Zusammenfassung der ersten Etappe.

Marcus Grönholm/Timo Rautiainen haben nach der 1.Etappe der Schweden-Rallye die Führung übernommen.

1. Februar 2002

Michael Heimrich

Nach 5 von 16 Prüfungen trennen die beiden Finnen nur 9/10 Sekunden von ihren Landsleuten und Peugeot-Teamkollegen Harri Rovanperä/Risto Pietiläinen. Dritte mit einem Rückstand von 41,5 wurden die britischen Ford-Piloten Colin McRae/Nicky Grist

Für den WM-Spitzenreiter Tommi Mäkinen (Finnland) ist die Rallye dagegen schon vorzeitig beendet.
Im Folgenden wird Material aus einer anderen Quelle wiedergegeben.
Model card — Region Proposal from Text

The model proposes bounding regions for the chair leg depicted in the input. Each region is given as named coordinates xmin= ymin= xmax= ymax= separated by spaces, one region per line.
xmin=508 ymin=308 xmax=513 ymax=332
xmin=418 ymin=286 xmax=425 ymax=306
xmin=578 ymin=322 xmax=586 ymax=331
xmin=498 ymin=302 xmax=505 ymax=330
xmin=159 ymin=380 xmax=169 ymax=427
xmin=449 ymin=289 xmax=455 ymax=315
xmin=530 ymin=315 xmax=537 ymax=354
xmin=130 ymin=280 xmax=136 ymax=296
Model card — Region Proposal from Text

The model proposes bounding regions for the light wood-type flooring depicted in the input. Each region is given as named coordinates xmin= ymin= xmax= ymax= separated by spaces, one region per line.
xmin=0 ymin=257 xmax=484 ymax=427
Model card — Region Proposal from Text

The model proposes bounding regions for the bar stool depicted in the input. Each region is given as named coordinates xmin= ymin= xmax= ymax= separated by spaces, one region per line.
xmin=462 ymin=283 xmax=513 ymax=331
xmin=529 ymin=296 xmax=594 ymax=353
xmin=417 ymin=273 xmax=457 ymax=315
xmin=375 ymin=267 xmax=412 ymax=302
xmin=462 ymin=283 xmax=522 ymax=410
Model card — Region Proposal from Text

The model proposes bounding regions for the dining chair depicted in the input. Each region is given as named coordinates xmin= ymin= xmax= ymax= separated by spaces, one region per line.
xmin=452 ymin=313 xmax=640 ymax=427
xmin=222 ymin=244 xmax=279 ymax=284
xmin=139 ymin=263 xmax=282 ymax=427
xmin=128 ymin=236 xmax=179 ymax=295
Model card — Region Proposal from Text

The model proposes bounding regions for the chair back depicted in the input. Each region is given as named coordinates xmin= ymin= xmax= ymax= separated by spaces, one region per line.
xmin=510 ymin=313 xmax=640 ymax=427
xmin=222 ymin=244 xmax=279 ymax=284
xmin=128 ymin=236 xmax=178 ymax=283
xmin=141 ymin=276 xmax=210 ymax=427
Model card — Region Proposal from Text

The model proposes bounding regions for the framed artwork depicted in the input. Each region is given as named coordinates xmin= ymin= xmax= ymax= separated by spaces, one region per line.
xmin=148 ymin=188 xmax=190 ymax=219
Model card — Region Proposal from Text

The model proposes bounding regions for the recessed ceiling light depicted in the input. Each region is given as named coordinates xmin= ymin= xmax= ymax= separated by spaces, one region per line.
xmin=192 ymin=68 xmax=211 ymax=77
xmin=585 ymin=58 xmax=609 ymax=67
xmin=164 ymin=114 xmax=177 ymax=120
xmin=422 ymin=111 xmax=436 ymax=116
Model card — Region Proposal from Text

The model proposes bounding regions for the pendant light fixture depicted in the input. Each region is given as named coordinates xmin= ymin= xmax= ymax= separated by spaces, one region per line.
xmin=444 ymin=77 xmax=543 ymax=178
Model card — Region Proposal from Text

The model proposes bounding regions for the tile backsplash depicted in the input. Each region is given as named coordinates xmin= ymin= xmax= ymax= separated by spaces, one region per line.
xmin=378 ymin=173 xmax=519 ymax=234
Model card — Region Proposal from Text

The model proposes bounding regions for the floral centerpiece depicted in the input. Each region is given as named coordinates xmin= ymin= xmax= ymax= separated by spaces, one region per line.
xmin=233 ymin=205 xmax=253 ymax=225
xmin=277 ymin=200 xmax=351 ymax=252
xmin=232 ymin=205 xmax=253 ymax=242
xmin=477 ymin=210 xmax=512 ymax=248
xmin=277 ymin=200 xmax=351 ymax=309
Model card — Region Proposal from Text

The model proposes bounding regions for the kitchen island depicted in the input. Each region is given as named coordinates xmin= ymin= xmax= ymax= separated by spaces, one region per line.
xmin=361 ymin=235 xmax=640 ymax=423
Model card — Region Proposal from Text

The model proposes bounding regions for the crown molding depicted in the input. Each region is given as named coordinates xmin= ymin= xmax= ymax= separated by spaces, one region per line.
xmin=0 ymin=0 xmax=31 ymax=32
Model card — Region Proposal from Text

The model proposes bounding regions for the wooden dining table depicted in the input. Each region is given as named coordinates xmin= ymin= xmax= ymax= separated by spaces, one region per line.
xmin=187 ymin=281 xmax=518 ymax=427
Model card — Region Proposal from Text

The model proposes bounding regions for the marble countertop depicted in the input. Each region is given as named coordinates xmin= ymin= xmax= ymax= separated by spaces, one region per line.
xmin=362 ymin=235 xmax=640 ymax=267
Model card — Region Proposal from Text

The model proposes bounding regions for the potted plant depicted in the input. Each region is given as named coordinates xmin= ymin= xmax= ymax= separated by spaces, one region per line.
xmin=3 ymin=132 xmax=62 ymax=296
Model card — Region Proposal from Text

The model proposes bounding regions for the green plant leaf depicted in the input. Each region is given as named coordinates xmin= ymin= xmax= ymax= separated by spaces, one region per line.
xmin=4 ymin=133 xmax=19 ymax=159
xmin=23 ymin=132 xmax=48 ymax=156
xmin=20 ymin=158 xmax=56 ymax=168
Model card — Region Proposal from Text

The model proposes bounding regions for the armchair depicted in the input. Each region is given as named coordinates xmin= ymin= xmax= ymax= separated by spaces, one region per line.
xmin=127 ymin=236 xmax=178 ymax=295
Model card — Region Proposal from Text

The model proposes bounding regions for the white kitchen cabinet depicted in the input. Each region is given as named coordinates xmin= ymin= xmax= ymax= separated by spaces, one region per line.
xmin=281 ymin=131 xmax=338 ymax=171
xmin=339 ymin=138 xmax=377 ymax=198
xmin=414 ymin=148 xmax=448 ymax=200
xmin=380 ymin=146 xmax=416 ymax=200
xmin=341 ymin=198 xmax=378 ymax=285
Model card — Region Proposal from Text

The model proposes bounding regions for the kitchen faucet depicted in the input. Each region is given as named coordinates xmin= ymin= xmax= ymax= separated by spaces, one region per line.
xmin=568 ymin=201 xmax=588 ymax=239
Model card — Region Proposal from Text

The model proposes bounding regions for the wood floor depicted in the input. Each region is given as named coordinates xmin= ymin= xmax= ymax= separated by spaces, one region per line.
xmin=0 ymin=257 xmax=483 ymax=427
Der dreifache Schweden-Sieger schied mit einem überhitzten Subaru-Motor, an nur 19. Stelle liegend, aus. Armin Schwarz (Oberreichenbach) verspielte seinen 11. Rang, als er mit seinem Hyundai von der Strecke rutschte und fast 5 Minuten im Schnee stecken blieb.

«Der Ausrutscher war nicht so schlimm. Nur steckten wir tief im Schnee und hatten große Mühe, wieder zurück auf die Strecke zu kommen. Das hat eine Ewigkeit gedauert», sagte der 38 Jahre alte Wahl-Monegasse: «Schade, dabei lief es so richtig gut. Ich hatte mir noch gute Chancen auf eine Platzverbesserung ausgerechnet.» Schwarz fiel vom 11. auf den 18. Platz zurück und hat nun 6:34,5 Minuten Rückstand auf Grönholm.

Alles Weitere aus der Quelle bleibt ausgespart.